Is it possible to rewrite following so I only have to change in one place if the string changes?
#define MY_STRING "Foo bar"
#define MY_STRING_FIRST_CHAR 'F'
The following is not acceptable since it refers to a char in a memory location, so it can't be used as a case in a switch
statement:
#define MY_STRING_FIRST_CHAR MY_STRING[0]
switch (something) {
case MY_STRING_FIRST_CHAR:
break;
}
The purpose is to efficiently parse a received string by looking at one character. In my case all strings have one unique character. The following is not my actual code, but a very simple example to show the principle:
#define COMMAND_LIST "list"
#define COMMAND_LIST_FIRST_CHAR 'l'
#define COMMAND_CHANGE "change"
#define COMMAND_CHANGE_FIRST_CHAR 'c'
#define COMMAND_EXIT "exit"
#define COMMAND_EXIT_FIRST_CHAR 'e'
switch(received_command_string[0]){
case COMMAND_LIST_FIRST_CHAR:
// Do the "list" stuff
break;
case COMMAND_CHANGE_FIRST_CHAR:
// Do the "change" stuff
break;
case COMMAND_EXIT_FIRST_CHAR:
// Do the "exit" stuff
break;
}
User "pmg" found this in the gcc documentation: "There is no way to convert a macro argument into a character constant."

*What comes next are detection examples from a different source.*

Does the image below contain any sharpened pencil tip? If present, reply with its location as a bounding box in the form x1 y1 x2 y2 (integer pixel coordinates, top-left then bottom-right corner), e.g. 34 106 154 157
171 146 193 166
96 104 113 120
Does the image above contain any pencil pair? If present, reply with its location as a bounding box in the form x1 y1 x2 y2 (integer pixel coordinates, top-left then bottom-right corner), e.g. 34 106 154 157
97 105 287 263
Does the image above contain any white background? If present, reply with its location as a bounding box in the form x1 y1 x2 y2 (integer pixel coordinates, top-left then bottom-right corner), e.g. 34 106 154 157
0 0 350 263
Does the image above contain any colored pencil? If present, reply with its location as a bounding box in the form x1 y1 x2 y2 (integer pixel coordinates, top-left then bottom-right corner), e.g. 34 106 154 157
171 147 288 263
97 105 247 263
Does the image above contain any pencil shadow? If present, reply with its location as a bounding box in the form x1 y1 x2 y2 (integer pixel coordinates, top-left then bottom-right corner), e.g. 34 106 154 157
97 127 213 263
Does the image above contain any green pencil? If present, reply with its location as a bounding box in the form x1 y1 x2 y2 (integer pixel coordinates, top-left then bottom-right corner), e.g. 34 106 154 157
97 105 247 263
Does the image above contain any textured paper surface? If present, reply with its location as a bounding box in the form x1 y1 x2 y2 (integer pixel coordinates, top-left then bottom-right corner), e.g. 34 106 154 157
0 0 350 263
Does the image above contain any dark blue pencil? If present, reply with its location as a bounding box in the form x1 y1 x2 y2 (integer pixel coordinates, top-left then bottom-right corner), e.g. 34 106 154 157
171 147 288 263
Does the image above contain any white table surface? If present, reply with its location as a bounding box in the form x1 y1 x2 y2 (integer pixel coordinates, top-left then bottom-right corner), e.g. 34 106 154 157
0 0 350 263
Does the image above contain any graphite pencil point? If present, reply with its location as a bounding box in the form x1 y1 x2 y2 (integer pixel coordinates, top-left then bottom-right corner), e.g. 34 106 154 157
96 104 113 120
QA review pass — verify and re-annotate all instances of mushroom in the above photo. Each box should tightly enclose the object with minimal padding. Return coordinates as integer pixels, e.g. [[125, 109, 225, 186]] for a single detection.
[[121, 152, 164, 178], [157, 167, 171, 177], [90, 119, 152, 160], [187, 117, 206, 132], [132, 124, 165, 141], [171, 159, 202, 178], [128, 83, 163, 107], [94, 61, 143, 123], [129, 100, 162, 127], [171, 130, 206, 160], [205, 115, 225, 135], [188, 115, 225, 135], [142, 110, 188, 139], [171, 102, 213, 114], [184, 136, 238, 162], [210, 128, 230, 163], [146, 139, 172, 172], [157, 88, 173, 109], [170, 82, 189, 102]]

I wanted the definitions to be in an include file that can be shared by several source files. This is as close as I can get while only have every character defined in one place:
#include <stdio.h>
#define CH0 'F'
#define CH1 'o'
#define CH2 'o'
#define CH3 ' '
#define CH4 'b'
#define CH5 'a'
#define CH6 'r'
static char MY_STRING[] = { CH0, CH1, CH2, CH3, CH4, CH5, CH6, '\0'};
#define MY_STRING_FIRST_CHAR CH0
void main(void){
printf("The string is %s, the first char is %c\n", MY_STRING, MY_STRING_FIRST_CHAR);
}
I will not do it that way. The original question was if it is possible to share one definition to get both a string constant and a character constant. By wasting clock cycles at run-time there are several solutions to my problem.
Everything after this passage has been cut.